Women who drink up to seven glasses of wine or beer a week are slightly less likely to suffer a stroke than those who steer clear of alcohol, according to a US study that covered thousands of women for nearly 30 years.

The results, published in the journal Stroke, fall in line with guidelines from the American Heart Association that recommend women have no more than one drink a day - but that doesn't mean people should take up drinking to stave off strokes, researchers said.

"We do not encourage women who do not currently drink to initiate drinking," said Monik Jimenez, a researcher at Brigham and Women's Hospital in Boston, who led the study.

"Alcohol is a double-edged sword, because higher levels can increase high blood pressure and atrial fibrillation, which are risk factors for stroke as well," she told Reuters Health.

Several previous reports have shown that low levels of alcohol drinking are tied to a smaller chance of having a stroke.

Jimenez and her colleagues used data from the massive Nurses' Health Study, which tracked the health, diet and lifestyle of more than 83,000 middle-aged women for 26 years.

They compared the drinking habits of women in the study who had had a stroke, to women who hadn't, dividing the women into five categories: from those who never drank, to the heaviest drinkers who had at least two and a half beers or two shots'worth of hard liquor or about three glasses of wine a day.

Of the roughly 25,000 women who never drank, about four per cent had a stroke at some point during the study.

In contrast, two per cent of the more than 29,000 women who had up to half a drink a day on average had a stroke.

And of those downing between a half glass and a full glass daily, just one in 200 ended up suffering a stroke.

After the researchers took into account certain risk factors for stroke, such as smoking, being overweight and a history of heart disease, they found that having up to one drink a day was linked to a 17 to 21 per cent lower chance of having a stroke.

The study didn't prove that alcohol prevented the strokes, and there's no known explanation for the relationship between the two.

It may have something to do with socioeconomic status, said Cheryl Bushnell of Wake Forest Baptist Medical Center, who was not involved in the study and noted that lower socioeconomic status is known to be linked with a higher risk of stroke and cardiovascular disease.

"My thought is that alcohol costs money.
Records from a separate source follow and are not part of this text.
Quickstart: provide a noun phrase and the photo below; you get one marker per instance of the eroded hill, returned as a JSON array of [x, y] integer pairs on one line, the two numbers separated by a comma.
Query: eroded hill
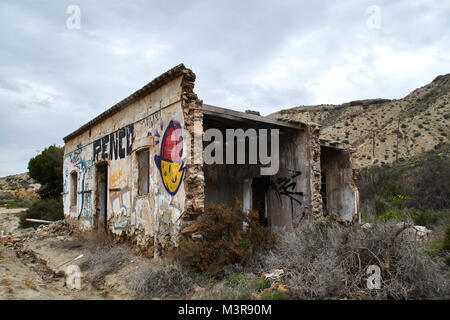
[[382, 130]]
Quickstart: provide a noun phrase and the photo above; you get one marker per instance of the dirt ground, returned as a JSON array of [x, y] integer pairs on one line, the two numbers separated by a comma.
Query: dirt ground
[[32, 263]]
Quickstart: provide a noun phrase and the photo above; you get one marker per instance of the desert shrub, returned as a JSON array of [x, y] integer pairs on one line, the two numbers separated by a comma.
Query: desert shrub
[[15, 203], [47, 209], [166, 280], [46, 168], [245, 286], [332, 263], [104, 258], [228, 236], [446, 242], [419, 183]]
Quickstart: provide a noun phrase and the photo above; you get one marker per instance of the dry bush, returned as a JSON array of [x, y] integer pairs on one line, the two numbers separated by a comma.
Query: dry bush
[[102, 259], [224, 239], [167, 280], [331, 261]]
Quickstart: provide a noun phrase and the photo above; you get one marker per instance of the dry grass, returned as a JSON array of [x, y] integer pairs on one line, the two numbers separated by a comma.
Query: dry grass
[[331, 262], [30, 284]]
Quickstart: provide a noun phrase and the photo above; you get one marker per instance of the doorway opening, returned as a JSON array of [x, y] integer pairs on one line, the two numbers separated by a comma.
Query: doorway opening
[[260, 185], [102, 196], [323, 193]]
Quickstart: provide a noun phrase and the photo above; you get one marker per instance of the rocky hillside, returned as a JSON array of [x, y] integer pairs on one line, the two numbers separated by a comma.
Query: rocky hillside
[[19, 186], [382, 130]]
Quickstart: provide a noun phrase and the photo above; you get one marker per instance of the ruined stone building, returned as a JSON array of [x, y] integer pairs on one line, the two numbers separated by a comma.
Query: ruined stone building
[[132, 171]]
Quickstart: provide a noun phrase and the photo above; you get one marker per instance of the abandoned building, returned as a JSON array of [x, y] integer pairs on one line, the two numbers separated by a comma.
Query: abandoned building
[[131, 171]]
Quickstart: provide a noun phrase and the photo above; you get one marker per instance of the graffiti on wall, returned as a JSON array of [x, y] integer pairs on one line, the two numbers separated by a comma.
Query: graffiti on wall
[[128, 213], [170, 163], [116, 145], [121, 207], [84, 167], [287, 187], [117, 178]]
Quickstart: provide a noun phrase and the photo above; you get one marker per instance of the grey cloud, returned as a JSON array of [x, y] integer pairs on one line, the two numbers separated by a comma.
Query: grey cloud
[[254, 54]]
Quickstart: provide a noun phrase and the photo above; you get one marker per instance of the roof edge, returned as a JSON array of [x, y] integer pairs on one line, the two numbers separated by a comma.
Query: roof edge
[[145, 90]]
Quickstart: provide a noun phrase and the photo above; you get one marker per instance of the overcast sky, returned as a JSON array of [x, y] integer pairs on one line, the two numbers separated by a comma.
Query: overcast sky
[[259, 55]]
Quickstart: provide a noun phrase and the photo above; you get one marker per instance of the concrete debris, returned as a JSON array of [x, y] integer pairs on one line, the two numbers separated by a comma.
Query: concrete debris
[[273, 275]]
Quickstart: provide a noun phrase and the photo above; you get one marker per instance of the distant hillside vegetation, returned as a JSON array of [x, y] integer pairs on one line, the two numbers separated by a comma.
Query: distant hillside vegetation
[[382, 130]]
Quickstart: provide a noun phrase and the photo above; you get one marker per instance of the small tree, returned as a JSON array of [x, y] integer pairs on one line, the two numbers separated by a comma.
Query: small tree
[[46, 168]]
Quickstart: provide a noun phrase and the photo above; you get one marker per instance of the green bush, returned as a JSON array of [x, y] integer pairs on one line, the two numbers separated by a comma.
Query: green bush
[[446, 245], [15, 203], [47, 168], [47, 209], [225, 240]]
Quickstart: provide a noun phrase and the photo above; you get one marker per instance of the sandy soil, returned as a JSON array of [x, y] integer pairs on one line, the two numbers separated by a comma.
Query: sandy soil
[[30, 263]]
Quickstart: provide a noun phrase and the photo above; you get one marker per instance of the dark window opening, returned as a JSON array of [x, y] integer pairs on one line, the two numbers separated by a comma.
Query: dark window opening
[[260, 185], [323, 193], [143, 172], [74, 189]]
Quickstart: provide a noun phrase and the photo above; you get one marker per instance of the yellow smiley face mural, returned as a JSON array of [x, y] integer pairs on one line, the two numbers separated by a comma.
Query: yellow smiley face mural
[[169, 163]]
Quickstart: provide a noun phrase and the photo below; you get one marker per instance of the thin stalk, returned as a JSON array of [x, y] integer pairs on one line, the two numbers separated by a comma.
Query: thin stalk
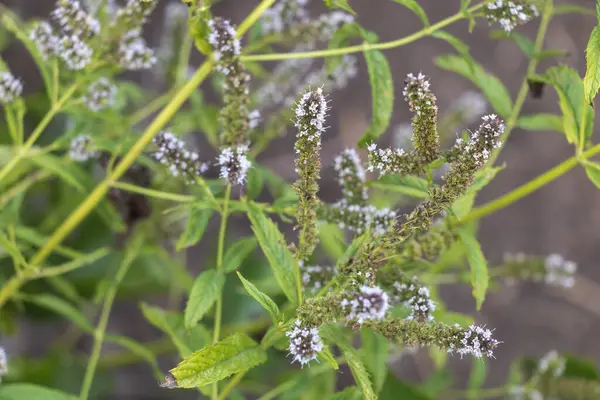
[[100, 330], [529, 187], [365, 46], [37, 131], [547, 14], [219, 303]]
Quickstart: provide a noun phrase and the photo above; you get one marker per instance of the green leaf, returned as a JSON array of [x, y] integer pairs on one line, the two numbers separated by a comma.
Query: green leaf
[[343, 4], [331, 239], [592, 169], [412, 186], [28, 391], [478, 263], [382, 94], [213, 363], [274, 247], [350, 393], [59, 306], [238, 252], [334, 335], [196, 225], [413, 6], [477, 377], [173, 325], [374, 353], [265, 301], [541, 122], [569, 86], [206, 289], [591, 81], [492, 87]]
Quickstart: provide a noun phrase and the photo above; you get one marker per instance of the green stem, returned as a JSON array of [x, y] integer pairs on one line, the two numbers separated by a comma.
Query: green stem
[[365, 46], [547, 13], [37, 131], [529, 187], [104, 315], [219, 303]]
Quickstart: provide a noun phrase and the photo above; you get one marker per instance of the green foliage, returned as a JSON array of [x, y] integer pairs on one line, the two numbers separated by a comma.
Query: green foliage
[[213, 363]]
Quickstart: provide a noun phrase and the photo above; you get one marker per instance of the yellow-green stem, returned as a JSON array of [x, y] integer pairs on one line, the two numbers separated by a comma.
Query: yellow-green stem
[[100, 330], [547, 13], [365, 46], [529, 187], [37, 132], [219, 302]]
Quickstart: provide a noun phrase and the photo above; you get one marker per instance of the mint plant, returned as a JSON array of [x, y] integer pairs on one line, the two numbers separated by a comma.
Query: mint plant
[[121, 194]]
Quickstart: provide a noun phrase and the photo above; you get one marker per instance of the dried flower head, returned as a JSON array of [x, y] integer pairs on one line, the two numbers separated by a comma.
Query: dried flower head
[[474, 340], [101, 94], [43, 36], [421, 101], [10, 87], [510, 13], [234, 164], [74, 52], [351, 177], [173, 154], [82, 148], [368, 303], [305, 342], [133, 53], [358, 218], [315, 277], [73, 20]]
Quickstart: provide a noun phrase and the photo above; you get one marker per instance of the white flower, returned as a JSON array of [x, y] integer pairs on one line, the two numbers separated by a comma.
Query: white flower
[[305, 342]]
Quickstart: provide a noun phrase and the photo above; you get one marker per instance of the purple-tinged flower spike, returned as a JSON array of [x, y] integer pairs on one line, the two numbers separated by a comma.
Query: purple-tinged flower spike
[[45, 39], [73, 20], [82, 148], [358, 218], [173, 154], [315, 277], [351, 177], [305, 342], [510, 13], [310, 121], [101, 94], [10, 88], [234, 164], [133, 52], [395, 161], [421, 101], [368, 303], [474, 340], [74, 52]]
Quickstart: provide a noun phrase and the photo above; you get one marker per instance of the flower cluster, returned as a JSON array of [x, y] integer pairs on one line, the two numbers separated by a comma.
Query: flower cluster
[[421, 100], [100, 95], [310, 119], [3, 363], [357, 218], [510, 13], [553, 270], [417, 298], [82, 148], [351, 177], [315, 277], [368, 303], [180, 161], [10, 88], [474, 340], [234, 164], [305, 342]]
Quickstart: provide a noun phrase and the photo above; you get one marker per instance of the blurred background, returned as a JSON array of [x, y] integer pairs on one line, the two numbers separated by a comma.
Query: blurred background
[[562, 217]]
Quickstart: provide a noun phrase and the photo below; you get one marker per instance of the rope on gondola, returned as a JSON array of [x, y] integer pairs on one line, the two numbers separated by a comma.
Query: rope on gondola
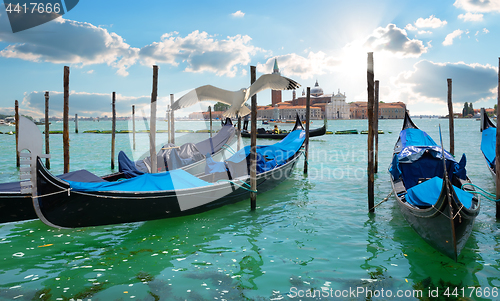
[[57, 192], [228, 148], [489, 196], [232, 182], [386, 198]]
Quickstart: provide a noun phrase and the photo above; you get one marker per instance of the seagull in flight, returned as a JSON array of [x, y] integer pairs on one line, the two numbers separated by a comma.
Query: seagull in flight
[[236, 99]]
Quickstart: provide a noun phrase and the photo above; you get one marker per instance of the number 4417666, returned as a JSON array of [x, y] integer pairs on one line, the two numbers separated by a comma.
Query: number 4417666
[[34, 8], [479, 292]]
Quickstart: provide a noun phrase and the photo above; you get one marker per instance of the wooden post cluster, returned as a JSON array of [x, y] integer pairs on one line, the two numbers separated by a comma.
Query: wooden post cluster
[[375, 125], [152, 127], [371, 99], [497, 152], [308, 112], [113, 129], [16, 117], [47, 130], [450, 115], [253, 145], [66, 120]]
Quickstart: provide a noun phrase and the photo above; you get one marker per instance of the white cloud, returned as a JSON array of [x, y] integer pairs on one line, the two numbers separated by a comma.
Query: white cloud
[[483, 6], [449, 38], [304, 67], [410, 27], [471, 17], [427, 81], [201, 52], [81, 103], [394, 40], [431, 22], [78, 43], [238, 14]]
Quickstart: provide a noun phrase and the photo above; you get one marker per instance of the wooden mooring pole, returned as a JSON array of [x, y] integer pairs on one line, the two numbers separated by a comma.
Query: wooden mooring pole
[[497, 152], [172, 126], [76, 123], [168, 123], [210, 115], [16, 119], [253, 145], [113, 130], [152, 126], [47, 129], [133, 127], [66, 120], [371, 99], [375, 126], [450, 116], [308, 112], [238, 134]]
And I think that people who may be drinking light to moderate amounts with a meal are basically people who may have slightly higher means to buy that," Bushnell told Reuters Health.

"It's something that's a lifestyle."

But she did say that it's possible alcohol itself is responsible for the lower stroke risk.

Jimenez suggested that alcohol might do so by preventing blood clots or altering cholesterol levels.

Her study did not show an increased risk of stroke among the women who drank the most, but other research has suggested that possibility.

One found that having several drinks was actually linked to an increased risk of stroke in the next 24 hours.